Now the Sabbath had departed
feeble, wan and broken-hearted
as ne’er Sabbath had before.
She wept as Rachel once had wept
for her sweet children who sweetly slept
with room for one sleeper more.


All alone in an upstairs room,
she weakly welcomed the growing gloom
of another pallid day:
an unremarkable reminder
of long years not yet behind her
‘til her own funeral day.


Yet through Zion’s roads and intersections
and her soul’s streets’ dim reflections
a chill breeze began to blow,
under which influence all things stirred
so that through numbness she faintly heard
some fresh commotion below.


Holy Mary, Mother of God


The prophet’s voice rang in her ears
but no clarity was got by his word,
though she pondered it over the years
and it preyed on her hopes and her fears
while her helpless Lord
cried infinite tears.
He’d said, “Your heart also will feel his sword.”


The first of the Gentiles came
bringing gifts which she dare not refuse
and with their gifts they laid claim
to a share in His glory and shame.
It was not theirs to use,
but they still used His name:
They said, “Where is He, born King of the Jews?”
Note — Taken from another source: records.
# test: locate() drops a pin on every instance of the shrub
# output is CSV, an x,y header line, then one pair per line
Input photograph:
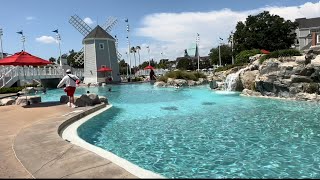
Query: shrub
x,y
280,53
10,90
227,67
243,56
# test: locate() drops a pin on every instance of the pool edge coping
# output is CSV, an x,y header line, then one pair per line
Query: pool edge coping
x,y
68,131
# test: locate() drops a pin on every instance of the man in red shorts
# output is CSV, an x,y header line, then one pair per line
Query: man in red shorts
x,y
70,81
As a boy in the temple, He taught;
the priests were confounded by all that He knew.
But throughout the city He was anxiously sought
as He would be by many, and by many fought,
but be found by only a few.
She voiced what so many’ve thought:
She said, “We’ve been eagerly searching for You.”
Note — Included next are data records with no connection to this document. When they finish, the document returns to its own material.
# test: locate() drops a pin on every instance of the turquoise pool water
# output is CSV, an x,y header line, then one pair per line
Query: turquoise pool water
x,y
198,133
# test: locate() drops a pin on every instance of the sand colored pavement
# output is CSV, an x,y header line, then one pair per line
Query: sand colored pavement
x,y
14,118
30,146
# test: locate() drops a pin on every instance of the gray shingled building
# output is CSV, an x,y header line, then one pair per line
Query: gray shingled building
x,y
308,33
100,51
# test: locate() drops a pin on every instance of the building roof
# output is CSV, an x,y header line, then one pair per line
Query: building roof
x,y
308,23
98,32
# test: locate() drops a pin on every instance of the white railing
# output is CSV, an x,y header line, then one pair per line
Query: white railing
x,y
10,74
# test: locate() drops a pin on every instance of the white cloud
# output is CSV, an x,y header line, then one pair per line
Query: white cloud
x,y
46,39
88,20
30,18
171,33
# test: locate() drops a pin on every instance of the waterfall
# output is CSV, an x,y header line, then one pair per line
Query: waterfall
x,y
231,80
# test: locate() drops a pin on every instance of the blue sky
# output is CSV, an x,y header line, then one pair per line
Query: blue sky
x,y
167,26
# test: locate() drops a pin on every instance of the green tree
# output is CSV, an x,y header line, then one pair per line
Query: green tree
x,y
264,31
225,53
She was soon burned by the glorious fires
of His iconoclastical ways.
He reduced His mother’s desires
to ashes on His funeral pyres
upon which He lays
all His kingdom requires.
He said, “My mother is anyone who obeys.”


With the certainty which eternity designed
her virgin womb had been filled.
The Godhead gravely consigned
Itself to flesh, that flesh might be refined.
His flesh he allowed to be killed
And His filial duty resigned.
He’d said, “In three days this Temple I’ll build.”


She saw the sky grow as dark as the night
on the Day of Atoning catastrophe;
along with the earth she quaked at the sight
of that disparate union, gleeful in might,
‘neath Rome’s ecumenical tree.
When despair reached its height
He said, “My God has forsaken Me.”


Alone with her grief for the God she had borne
she mourned bitterly all through the next day,
‘til she first received word on the following morn
that her Son, from death’s womb, had been violently torn
and an angel guarded that way.
To all the forlorn
he said, “Come, see the place where He lay.”